Wow. A conspiracy theory almost worthy of the Birchers.

Let me suggest a different narrative. Nesteroff seems to believe the right has, if anything, gotten worse in recent decades. Worse or not, it's true that it has changed. But hasn't the left changed as well?

A few decades ago, many would say, the movement for greater civil liberties was spearheaded by the left. (Some of the most famous student protests of the '60s were centered around Berkeley's Free Speech Movement.) Courts responded with interpretations of the First Amendment guaranteeing greater freedom to express oneself. Outside the legal realm, much of the country—and much of the left—adopted a cultural ethos that it's a good thing people are allowed to say what's on their mind, even if some find it offensive or dangerous.

But over time, much of the left reversed its position, becoming suspicious of such freedom—at least for groups it opposes. Thus, the "provocateurs" Nesteroff warns of aren't just protested at colleges: They're disinvited, or shouted down, or physically attacked. Meanwhile, students are disciplined and professors fired for expressing views that, while not outside the larger social mainstream, are considered objectionable on campus.

What's more, this culture has spread into the world off campus. Newspaper editors are fired for running editorials that trouble their staff. Workers in large corporations fear that expressing unorthodox political opinions can get them cashiered. People are deplatformed on social media for questionable reasons. And, of course, there are the showbiz culture wars—the putative subject of Outrageous—where people feel they have to make public expressions of regret for something they said or did in the past, or risk not working again.

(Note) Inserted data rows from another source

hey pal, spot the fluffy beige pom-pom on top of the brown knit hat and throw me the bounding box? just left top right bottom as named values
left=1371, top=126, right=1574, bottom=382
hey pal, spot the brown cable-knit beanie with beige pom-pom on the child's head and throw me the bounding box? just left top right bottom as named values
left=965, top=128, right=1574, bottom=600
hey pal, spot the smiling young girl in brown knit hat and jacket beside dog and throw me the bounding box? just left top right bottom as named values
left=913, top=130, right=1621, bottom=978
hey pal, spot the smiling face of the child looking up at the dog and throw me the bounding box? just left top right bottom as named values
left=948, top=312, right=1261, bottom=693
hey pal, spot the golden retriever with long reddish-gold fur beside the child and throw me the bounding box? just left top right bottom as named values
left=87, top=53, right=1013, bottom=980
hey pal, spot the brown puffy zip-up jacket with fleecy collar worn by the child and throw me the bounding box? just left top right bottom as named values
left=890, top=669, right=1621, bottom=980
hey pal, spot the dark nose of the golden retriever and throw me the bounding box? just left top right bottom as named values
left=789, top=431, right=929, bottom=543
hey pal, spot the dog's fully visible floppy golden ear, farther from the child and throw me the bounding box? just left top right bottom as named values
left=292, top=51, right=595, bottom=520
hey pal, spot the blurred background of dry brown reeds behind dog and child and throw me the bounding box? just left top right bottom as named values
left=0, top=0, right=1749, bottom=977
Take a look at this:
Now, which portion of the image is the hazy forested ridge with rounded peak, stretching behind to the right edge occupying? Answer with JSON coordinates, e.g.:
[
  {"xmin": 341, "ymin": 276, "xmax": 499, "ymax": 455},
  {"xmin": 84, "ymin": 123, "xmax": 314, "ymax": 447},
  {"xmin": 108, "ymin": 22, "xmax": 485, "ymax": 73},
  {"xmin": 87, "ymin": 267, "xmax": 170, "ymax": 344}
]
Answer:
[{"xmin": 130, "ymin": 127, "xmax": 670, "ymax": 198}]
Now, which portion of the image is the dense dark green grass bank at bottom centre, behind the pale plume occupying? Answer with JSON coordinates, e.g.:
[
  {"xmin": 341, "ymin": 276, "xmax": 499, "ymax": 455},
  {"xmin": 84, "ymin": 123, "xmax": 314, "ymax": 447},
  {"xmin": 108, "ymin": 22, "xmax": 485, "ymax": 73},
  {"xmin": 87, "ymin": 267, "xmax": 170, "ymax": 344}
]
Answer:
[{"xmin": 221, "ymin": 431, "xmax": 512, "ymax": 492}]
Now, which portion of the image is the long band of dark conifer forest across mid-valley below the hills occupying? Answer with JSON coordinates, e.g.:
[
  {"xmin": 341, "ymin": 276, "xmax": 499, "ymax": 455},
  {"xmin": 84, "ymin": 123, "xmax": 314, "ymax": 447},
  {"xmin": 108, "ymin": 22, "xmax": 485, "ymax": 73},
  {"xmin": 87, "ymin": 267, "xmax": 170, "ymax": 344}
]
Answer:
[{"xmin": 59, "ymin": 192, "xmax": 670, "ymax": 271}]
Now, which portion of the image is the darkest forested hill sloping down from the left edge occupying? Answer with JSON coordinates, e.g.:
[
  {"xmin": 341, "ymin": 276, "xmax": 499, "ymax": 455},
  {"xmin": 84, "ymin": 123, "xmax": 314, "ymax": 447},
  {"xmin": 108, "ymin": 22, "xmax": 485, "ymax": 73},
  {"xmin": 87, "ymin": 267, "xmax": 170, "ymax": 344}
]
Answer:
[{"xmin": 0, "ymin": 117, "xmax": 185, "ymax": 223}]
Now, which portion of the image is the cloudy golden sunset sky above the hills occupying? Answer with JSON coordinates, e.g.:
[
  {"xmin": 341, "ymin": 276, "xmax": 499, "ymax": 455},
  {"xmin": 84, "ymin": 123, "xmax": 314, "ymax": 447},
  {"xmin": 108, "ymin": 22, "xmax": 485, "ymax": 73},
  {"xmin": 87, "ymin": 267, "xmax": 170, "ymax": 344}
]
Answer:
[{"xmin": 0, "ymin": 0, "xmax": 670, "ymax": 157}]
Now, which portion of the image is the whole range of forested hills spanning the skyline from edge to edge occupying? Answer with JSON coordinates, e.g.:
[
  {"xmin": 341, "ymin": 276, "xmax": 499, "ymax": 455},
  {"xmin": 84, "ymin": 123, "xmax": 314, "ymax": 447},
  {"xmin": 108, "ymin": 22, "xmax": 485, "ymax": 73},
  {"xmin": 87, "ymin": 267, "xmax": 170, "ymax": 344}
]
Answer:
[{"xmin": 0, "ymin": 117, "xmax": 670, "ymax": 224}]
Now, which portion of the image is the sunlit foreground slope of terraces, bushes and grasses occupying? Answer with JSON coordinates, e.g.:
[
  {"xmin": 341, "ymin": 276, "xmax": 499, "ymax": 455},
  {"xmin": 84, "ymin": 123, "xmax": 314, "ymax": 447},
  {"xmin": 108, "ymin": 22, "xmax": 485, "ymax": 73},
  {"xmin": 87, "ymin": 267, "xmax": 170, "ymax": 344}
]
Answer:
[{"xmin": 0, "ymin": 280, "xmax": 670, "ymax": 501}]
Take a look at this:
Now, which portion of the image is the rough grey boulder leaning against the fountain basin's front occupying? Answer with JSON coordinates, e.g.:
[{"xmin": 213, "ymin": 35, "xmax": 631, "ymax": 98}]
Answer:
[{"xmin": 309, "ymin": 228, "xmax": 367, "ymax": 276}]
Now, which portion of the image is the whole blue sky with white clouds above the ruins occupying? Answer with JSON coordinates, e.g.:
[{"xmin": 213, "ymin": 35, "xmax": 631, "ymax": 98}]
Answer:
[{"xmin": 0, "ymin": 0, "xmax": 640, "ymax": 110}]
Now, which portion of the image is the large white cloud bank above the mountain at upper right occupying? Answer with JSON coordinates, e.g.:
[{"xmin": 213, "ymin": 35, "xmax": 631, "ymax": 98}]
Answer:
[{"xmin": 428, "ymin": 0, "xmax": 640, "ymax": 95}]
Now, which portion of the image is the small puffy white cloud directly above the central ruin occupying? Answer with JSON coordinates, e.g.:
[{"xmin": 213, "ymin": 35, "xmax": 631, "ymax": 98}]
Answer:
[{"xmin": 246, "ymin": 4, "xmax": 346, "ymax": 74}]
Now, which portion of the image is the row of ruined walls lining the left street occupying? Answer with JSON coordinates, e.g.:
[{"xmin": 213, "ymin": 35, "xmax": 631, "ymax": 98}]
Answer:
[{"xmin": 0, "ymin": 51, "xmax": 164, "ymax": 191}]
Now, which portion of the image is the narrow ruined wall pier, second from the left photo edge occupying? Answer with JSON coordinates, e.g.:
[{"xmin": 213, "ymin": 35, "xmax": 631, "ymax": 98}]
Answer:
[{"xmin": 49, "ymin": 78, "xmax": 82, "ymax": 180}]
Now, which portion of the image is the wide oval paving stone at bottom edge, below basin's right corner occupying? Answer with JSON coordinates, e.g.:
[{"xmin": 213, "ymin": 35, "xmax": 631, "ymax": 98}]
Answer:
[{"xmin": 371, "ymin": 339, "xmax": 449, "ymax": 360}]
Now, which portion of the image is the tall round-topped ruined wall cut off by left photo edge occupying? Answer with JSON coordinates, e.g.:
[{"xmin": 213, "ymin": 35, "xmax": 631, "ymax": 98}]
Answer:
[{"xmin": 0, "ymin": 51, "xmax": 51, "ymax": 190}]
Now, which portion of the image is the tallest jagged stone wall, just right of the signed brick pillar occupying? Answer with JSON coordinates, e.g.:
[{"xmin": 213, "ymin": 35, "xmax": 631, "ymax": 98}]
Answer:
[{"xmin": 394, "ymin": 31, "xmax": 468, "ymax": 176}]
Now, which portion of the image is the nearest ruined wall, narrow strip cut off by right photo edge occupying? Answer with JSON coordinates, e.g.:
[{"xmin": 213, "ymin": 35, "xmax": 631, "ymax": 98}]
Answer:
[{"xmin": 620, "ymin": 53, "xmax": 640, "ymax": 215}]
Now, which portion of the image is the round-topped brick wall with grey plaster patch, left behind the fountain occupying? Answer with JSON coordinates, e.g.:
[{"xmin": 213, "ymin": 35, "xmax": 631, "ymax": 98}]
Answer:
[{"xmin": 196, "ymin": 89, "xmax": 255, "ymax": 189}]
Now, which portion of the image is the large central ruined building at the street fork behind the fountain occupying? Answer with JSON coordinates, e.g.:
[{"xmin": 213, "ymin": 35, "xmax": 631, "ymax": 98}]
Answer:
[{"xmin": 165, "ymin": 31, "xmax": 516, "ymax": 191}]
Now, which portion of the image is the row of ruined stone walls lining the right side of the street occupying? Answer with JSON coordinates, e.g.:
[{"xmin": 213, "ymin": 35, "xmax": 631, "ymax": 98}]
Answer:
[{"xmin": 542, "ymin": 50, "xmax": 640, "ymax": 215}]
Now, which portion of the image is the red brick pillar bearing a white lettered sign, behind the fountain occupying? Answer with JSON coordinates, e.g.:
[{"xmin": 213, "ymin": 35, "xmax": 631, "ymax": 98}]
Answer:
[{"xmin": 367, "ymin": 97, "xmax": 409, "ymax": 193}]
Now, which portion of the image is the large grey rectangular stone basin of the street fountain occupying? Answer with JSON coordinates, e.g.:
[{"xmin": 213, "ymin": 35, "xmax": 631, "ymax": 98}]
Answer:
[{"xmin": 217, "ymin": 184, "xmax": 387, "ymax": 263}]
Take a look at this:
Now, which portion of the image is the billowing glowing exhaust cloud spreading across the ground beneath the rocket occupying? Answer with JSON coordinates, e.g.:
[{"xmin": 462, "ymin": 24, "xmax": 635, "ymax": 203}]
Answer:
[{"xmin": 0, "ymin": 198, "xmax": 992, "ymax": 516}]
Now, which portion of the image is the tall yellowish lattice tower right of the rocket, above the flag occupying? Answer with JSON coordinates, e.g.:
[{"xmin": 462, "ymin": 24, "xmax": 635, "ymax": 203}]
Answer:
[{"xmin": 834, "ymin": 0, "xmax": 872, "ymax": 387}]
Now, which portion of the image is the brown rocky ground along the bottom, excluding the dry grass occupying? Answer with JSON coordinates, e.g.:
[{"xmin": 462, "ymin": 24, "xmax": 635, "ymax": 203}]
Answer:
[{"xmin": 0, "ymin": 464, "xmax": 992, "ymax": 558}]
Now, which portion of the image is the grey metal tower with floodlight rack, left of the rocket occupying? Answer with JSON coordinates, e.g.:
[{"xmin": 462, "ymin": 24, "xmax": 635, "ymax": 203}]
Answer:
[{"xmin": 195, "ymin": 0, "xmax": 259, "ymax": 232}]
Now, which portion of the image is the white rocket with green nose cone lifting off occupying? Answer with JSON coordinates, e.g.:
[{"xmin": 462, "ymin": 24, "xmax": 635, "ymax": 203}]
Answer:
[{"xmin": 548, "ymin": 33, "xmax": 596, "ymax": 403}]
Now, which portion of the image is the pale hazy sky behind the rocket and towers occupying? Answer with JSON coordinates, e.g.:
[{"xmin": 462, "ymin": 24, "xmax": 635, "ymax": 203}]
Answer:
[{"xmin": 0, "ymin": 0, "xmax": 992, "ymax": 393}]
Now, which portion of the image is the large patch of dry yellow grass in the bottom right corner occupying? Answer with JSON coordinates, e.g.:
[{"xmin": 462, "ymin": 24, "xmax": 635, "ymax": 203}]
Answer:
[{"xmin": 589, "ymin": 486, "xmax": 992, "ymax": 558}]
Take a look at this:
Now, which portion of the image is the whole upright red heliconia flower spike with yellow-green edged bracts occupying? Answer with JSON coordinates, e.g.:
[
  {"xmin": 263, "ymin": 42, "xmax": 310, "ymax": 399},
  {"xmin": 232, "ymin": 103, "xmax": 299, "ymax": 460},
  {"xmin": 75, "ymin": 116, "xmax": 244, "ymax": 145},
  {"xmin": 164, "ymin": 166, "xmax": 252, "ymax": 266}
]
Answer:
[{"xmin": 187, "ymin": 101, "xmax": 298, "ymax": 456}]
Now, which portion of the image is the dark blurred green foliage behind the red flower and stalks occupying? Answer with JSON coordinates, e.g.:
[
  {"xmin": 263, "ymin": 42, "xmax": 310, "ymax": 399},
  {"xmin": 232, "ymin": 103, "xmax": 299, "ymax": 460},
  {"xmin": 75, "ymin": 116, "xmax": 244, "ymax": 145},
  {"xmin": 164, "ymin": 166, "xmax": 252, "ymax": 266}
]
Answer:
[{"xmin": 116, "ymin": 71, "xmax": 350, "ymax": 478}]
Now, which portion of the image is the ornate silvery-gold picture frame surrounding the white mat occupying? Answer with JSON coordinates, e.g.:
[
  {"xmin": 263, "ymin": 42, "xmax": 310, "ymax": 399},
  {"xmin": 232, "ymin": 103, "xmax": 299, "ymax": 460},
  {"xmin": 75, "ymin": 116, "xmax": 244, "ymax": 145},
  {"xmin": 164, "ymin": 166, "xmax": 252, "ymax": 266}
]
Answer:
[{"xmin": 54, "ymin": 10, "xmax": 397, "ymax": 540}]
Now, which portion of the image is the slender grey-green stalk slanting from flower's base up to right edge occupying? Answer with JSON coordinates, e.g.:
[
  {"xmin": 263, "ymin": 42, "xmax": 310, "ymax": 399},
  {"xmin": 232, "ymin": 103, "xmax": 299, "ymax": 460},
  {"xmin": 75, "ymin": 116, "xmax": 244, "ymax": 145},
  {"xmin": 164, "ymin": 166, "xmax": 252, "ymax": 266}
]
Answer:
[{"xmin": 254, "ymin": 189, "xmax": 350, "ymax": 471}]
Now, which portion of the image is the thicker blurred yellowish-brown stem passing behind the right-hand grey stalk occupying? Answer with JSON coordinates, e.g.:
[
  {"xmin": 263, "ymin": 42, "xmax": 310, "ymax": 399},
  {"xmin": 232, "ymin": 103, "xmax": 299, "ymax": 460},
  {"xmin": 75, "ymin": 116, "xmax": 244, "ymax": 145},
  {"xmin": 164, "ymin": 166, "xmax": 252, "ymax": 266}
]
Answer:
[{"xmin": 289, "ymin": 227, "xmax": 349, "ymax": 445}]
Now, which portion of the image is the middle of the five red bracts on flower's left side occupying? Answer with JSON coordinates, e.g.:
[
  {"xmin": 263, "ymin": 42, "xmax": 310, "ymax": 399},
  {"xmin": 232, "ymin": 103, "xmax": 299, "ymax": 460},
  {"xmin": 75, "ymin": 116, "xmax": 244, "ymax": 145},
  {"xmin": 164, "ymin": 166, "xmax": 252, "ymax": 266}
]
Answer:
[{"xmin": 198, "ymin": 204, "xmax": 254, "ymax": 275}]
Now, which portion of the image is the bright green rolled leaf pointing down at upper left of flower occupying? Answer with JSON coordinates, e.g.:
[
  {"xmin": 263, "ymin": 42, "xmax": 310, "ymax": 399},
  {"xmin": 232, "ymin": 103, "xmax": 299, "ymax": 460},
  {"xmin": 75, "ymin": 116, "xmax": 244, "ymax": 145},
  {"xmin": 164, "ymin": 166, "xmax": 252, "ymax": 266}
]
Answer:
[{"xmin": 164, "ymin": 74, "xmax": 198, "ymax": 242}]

This isn't just based on anecdotes. A number of polls—for example, a recent College Pulse/Foundation for Individual Rights and Expression survey of undergraduates—show that today's young liberals are more willing than previous generations to shut down speech they find offensive. According to the American College Student Freedom, Progress and Flourishing Survey, conducted annually by researchers at North Dakota State University, about four out of five liberal or liberal-leaning students think it appropriate to snitch on a professor for stating fairly common (but "wrong") opinions on hot-button issues. It's one thing to debate or protest ideas you don't like. It's quite another to try to stop anyone from even hearing them.

When you don't listen to the other side…well, it's hard to put it better than John Stuart Mill: "He who knows only his own side of the case, knows little of that." Unfortunately, today's left seems to lean more toward Oscar Wilde's Lady Bracknell: "I dislike arguments of any kind. They are always vulgar, and often convincing."

So yes, there's good reason to be concerned about the cancellations and related issues that upset the right, even if repression was sometimes worse in the past. And if you wish to engage in serious debate, it's not enough to be satisfied with your own arguments. You've got to refute the other side, not brush them off as dishonest or evil or brainwashed.

Outrageous starts with a "Note to the Reader": "Please be aware that some of the material quoted within this book includes archaic terminology that might be considered wildly offensive by modern standards." I would hope that anyone reading this book, or any book dealing with history, already knows that people thought and spoke differently in the past. A better warning would state that Nesteroff's work may claim to be an objective look at cultural history but that lurking inside is a polemic.

Too bad. There's a lot of good material in Outrageous. With a slightly different presentation, it could have been a more useful addition to today's debate.